I find most people around me to have half-answered notions to half-asked questions. Most people continue to search as part of life. Those people sometimes adopt “way of life” religions. Not religions at all but ways of life - like Buddhism. Those sorts of people are in the majority. Something I do believe in is our ability to examine our selves - our purpose. It’s like an extended Age of Enlightenment within our selves. Not a bad thing - though inside you there may be accusations of heresy given the relatively flat world around you.
This sort of idle chat cannot soothe your concerns as your point is not that you need an answer if faith matters to you but more importantly why you don’t have the instinct of faith. There are no good answers to this. I have seen a number of people in my work with warm hearts who feel they have cold souls. Consider this a simple appreciation of your revelations.
This reminded me of my genius psychology prof who stated that the most absurd thing in our lives is the fact we continue to wake up every day when there is no real structure or point to it all.
I just thought I’d share.
We don’t have any choice. Either we live or we don’t. I think I will live, thanks.
Besides, even if we are only generating the purpose and meaning of life for ourselves, that doesn’t make it any less valuable.
I agree, and so does he. Its our ability to find value in our lives and continue to wake up each morning that really sets us apart as a species in such an absurd world.
But to say we don’t have any choice is a stretch. I could technically just stop going to school or work and simply not do anything with my life. I’d be living off welfare of course, but I’m still living, even though I’m not doing anything. The fact that I’m going out of my way to gain the abilities for a particular type of job is a feat by itself, since I could easily just stop whenever I wanted. The majority of us do this - create some sort of value or goal to keep going - and it is, simply put, an amazing ability.
Here’s what I refer to as not having any choice:
1. Live, or
2. Die.
To me, that is no choice.
You have to choose the devil you know, right? And nobody knows what happens when you die.
The more fundamental issue, I think, is that none of us individually make a difference. We all know that a single activist, a single letter to an MP, a single complaint, does not generate much. It takes an attack of some kind en masse to create a real response. As a result, the ideal of the individual is diminished.

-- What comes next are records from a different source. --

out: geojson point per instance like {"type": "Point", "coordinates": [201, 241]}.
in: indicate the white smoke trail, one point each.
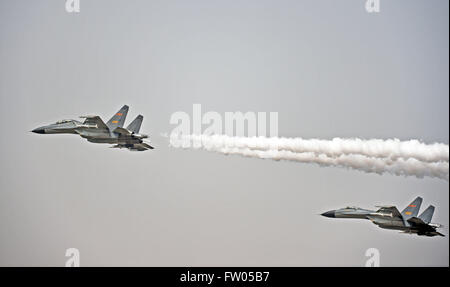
{"type": "Point", "coordinates": [408, 158]}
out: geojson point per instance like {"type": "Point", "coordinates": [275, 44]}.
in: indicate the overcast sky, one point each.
{"type": "Point", "coordinates": [329, 69]}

The most important thing, in my opinion, for a person to do is to believe that they’re affecting change on the individual level. By going to work you’re giving your kids a better standard of living, your wife a better car, your grandmother an acceptable home; but most importantly you have to consider the effect upon the people you work with. Doctors save lives, police officers (for the most part) protect the public, teachers equip students with many skills that are required for the rest of their lives. The thing people forget is that an individual can make a difference on an individual, and it’s important not to forget the ideal of individualism.
This seems like a rant, but I can sleep at night knowing I made a legitimate attempt to make the world a better place, even if it’s as small as teaching one person one thing.